Bart Carter has sacrificed a writing career so he can support his wife Peggy and their five children by working as a clerk in a New York Citypublishing house. When his former girlfriend Mildred Bronson, a literary agent who has been working in the Paris office, returns to the States, she arranges for Bart to draw his regular salary while working on a novel. Because his home life is so chaotic, Bart writes at Mildred's apartment during the day and frequently stays for dinner, and the two soon discover their old feelings for each other have been revived.
Bart's novel is published, and when Seed becomes a critical and commercial success, he abandons his family and moves to France with Mildred. Peggy opens a dress shop and lives with the children in an apartment above the store.
A decade later, the now-married Bart and Mildred return to New York.

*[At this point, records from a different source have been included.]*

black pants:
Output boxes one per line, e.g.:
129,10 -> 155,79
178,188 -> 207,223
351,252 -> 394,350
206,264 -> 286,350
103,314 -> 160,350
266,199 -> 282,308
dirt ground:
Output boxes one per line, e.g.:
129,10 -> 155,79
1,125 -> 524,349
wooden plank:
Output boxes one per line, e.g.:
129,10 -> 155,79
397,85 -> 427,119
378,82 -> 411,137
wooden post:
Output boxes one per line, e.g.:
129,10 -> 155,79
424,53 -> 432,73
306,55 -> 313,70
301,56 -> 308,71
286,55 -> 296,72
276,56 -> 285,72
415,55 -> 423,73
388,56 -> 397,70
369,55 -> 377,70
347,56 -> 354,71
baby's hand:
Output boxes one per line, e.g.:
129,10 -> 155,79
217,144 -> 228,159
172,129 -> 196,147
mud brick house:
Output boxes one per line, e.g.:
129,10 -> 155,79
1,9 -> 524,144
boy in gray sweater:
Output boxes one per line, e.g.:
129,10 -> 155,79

His grown children are delighted to see their father, who wishes to make amends for having left them. He suggests enrolling his daughter Margaret in finishing school, sending the twin boys to Harvard University, finding employment for his oldest son, and having the youngest boy live with him and Mildred. At her children's urging Peggy reluctantly agrees, although she feels she is losing them. Mildred assures her they will return to her one-day, whereas she believes their renewed relationship with their father will place her own future with Bart in jeopardy.

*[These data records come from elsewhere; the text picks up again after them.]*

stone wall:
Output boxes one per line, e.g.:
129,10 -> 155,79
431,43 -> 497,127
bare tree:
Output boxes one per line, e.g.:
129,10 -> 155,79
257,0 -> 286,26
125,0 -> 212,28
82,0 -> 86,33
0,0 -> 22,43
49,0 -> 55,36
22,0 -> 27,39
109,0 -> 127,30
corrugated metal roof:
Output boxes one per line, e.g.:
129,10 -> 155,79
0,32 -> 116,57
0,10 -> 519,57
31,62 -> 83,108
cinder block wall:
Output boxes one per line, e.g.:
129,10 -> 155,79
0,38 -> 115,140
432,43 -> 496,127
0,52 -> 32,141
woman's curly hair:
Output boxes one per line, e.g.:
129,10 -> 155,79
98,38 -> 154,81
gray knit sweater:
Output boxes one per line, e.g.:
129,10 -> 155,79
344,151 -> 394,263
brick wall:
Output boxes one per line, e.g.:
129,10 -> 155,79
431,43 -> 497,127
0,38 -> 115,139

Director John M. Stahl cast Bette Davis as Margaret Carter after seeing her in the studio commissary.[1] It proved to be the smallest role of her career, and in later years she recalled "If you blinked for a moment, you would have missed me. I should have joined the extra's union."[2]
Critical reception
Mordaunt Hall of The New York Times wrote that the plot was "undoubtedly an interesting theme, but in the film it merely results in being an adult idea offered in adolescent form." He thought John Boles was "too placid to be convincing" and John M. Stahl's direction was "unimaginative." He concluded "It is a lethargic and often dull production, in spite of the good acting by both Genevieve Tobin as Mildred and Miss Wilson as Peggy, Zazu Pitts as a servant and passable performances by some of the other players."[3]